Creating custom enclosures has always been a large percentage of our yearly output. This year the total percentage of work that were enclosures was 44%, very close to the historical percent average. With the Lilly Renovation Project ramping up again, we expect to see larger numbers in this category for the next couple of years.
Other Things We Did Last Year
- We hosted 0 tours of the lab totaling 0 people
- We presented 7 Care and Handling Training sessions to DUL staff totaling 5 people
- We hosted our third HBCU Library Alliance/University of Delaware-Winterthur conservation intern.

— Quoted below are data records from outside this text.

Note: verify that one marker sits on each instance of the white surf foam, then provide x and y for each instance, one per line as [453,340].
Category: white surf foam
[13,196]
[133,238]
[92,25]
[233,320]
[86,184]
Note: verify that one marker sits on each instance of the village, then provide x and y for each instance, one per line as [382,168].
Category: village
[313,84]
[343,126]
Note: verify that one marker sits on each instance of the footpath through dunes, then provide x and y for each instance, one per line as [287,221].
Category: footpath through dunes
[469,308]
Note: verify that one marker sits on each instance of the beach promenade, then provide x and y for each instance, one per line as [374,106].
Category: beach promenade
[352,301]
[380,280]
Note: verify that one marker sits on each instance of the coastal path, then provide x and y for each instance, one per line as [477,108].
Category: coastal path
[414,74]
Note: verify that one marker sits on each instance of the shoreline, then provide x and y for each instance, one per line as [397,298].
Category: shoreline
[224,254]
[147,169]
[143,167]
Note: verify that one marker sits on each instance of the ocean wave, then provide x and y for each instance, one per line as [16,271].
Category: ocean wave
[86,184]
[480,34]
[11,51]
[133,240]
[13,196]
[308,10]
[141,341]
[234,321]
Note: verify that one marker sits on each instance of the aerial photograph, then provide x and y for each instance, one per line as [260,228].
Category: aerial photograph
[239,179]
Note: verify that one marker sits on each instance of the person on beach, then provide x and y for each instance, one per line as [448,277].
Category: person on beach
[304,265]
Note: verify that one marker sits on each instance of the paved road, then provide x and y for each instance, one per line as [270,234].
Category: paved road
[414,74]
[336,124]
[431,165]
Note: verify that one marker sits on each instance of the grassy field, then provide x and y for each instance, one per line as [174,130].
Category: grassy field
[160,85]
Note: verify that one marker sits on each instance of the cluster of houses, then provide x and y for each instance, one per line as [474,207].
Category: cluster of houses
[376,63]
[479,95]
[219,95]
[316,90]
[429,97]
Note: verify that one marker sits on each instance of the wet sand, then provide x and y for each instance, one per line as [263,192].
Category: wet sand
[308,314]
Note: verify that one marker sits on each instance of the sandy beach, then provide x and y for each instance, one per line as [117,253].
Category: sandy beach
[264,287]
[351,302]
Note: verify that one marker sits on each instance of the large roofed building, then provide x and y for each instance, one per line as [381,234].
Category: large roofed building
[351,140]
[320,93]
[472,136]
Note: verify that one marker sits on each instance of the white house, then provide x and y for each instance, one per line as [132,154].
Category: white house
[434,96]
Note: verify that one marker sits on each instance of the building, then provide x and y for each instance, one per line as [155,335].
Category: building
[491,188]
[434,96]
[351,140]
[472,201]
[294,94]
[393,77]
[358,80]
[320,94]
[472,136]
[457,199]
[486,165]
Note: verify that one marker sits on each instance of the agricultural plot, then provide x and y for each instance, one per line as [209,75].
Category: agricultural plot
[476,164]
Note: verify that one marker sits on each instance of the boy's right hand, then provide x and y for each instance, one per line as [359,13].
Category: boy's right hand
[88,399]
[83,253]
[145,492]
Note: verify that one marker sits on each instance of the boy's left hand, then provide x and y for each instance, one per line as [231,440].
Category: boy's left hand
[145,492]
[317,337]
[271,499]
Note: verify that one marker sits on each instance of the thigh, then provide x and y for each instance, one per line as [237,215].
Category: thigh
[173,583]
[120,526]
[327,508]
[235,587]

- We worked on some cool things like moving some paintings in preparation of the Lilly Library renovation, expanding our environmental monitoring program, creating some awesome sewing models, finding the time to finish repairs, disaster recovery, and we found some new uses for tools.
- We spent our Work From Home hours teaching ourselves new bindings, reviewing our documentation, and taking advantage of all the resources that were opened up in 2020. We really value the sharing that happened in 2020/2021 and hope we have learned that we don’t need to hide our all our professional resources behind paywalls forever.
- Unfortunately we didn’t hire student assistants this year. Fingers crossed for spring of 2022.
- We also said goodbye to Mary Yordy, who retired after many years of service to the Library.